Critical points. Where f'(t) = 0:
f(t) = 3t^4 - 4t^2 + 3
f'(t) = 12t^3 -8t
0 = 12t^3 -8t
0 = 4t(3t^2 -2)
t = 0 or sqrt(2/3) or -sqrt(2/3)
t = 0, or 0.8165, or -0.8165 --------------at critical points.

f(0) = 3. So point (0,3)
f(0.8165) = 3(0.8165^4) -4(0.8165^2) +3 = 1.6667---so point (0.8165,1.6667)
f(-0.8165) = 3(-0.8165)^4 -4(-0.8165)^2 +3 = 1.6667---so point (-0.8165,1.6667)

Asymptotes: None. f(t) is polynomial in t, not in fraction form.

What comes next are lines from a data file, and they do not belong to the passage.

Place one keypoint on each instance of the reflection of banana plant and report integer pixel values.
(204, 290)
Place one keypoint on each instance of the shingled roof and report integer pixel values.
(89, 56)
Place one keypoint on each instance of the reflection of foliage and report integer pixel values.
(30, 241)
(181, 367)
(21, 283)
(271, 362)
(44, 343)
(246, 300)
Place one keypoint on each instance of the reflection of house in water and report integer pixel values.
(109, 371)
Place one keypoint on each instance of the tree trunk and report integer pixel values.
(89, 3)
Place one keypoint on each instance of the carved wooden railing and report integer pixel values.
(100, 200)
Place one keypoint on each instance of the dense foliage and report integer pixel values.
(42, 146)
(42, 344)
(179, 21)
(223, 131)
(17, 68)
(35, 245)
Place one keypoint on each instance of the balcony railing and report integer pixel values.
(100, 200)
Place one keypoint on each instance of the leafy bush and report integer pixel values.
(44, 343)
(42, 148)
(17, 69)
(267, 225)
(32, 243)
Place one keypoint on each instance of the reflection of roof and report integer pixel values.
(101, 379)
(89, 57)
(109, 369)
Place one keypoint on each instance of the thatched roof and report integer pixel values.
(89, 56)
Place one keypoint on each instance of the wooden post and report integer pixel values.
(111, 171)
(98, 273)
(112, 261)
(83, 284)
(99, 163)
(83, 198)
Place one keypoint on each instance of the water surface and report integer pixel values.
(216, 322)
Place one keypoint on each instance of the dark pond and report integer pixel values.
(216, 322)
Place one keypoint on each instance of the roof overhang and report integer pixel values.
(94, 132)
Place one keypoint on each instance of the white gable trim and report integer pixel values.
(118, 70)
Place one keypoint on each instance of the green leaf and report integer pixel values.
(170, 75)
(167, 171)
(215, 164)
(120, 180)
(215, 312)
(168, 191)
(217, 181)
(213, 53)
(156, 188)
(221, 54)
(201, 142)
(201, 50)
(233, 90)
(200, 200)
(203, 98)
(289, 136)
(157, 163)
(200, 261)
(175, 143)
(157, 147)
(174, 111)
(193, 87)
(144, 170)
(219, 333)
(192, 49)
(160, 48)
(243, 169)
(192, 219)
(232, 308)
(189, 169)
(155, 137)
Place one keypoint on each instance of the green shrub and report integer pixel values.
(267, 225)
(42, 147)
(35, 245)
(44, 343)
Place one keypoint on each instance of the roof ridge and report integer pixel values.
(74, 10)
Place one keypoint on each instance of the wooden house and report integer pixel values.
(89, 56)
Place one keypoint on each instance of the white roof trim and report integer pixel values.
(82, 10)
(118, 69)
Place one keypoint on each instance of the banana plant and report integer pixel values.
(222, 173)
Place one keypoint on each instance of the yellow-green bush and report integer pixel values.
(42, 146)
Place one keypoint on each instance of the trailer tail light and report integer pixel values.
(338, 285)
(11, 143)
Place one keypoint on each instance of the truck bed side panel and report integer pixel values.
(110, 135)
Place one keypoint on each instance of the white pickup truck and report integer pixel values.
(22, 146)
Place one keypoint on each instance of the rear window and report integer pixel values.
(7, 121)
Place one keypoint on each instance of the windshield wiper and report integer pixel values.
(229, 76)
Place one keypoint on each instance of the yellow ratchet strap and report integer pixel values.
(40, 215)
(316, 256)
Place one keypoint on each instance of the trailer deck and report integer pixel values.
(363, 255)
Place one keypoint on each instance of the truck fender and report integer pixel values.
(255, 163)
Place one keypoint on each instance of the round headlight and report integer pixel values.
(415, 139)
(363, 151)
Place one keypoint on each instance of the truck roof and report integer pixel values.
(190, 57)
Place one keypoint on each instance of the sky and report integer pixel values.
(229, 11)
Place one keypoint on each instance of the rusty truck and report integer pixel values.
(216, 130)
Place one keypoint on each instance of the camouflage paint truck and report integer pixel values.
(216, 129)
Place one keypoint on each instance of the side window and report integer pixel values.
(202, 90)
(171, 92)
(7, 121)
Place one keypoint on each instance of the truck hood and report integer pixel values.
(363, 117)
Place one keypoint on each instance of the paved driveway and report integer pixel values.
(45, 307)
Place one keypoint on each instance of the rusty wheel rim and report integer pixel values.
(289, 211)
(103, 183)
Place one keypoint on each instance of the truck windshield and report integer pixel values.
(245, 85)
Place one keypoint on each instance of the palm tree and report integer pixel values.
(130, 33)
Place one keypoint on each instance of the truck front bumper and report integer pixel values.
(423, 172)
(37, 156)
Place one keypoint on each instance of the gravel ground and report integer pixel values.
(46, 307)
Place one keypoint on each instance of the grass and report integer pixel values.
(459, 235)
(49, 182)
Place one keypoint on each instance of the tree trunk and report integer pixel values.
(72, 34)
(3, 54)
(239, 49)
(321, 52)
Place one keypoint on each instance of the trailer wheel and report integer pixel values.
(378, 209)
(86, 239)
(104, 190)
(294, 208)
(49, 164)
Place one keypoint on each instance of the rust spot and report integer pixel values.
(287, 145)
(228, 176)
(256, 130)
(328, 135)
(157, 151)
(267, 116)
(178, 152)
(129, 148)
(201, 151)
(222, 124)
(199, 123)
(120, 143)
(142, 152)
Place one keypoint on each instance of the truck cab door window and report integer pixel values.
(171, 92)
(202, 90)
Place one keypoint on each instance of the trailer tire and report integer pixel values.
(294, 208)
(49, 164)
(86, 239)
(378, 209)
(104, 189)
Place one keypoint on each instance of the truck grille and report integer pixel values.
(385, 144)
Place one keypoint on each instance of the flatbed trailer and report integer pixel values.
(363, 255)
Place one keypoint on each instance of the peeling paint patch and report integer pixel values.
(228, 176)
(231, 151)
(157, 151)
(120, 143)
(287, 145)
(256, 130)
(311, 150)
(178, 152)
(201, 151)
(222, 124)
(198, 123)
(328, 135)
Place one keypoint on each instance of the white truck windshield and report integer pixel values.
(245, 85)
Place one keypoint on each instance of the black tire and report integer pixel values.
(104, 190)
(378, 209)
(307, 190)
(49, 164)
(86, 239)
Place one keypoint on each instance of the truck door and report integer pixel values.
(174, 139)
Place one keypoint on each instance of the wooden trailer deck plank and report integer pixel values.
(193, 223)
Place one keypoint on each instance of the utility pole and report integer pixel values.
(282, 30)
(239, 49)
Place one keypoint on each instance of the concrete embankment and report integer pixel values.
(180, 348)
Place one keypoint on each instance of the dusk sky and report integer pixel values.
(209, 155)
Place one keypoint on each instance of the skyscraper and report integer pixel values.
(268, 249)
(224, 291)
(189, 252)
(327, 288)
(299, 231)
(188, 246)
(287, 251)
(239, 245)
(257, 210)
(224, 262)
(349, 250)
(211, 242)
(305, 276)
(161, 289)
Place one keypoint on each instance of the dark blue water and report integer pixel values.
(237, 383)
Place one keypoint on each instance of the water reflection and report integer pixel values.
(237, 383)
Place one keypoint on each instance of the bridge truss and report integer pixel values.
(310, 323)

Concavity at critical points, or f''(t) at critical points:
f''(t) = 36t^2 -8

f''(0) = -8 ----negative, graph concaves facing downward.
f''(0.8165) = 36(0.8165^2) -8 = 16 ------positive, graph cocaves upward.
f''(-0.8165) = 36(-0.8165)^2 -8 = 16 ------positive, graph cocaves upward.

Plot those 3 critical points and sketch the concavities of the graph at those 3 points.
There is a change in concavity between (-0.8165,1.6667) and (0,3). Likewise, there is also a change in concavity between (0,3) and (0.8165,1.6667). So there must be two inflection points.

The inflection point:
f''(t) = 0
36t^2 -8 = 0
t = +,-sqrt(8/36) = +,-0.4714 ----***
f(+,-0.4714) = 3(+,-0.4714)^4 -4(+,-0.4714)^2 +3 = 2.2593
Meaning, the inflection points are (-0.4714,2.2593) and (0.4714,2.2593).

So now you have 5 points. Get at least two more. One to the left of (-0.8165,1.6667) and another to the right of (0.8165,1.6667).

Then connect those 7 points with a smooth curve. There is your graph of the function. [White-Westinghouse would love that graph.]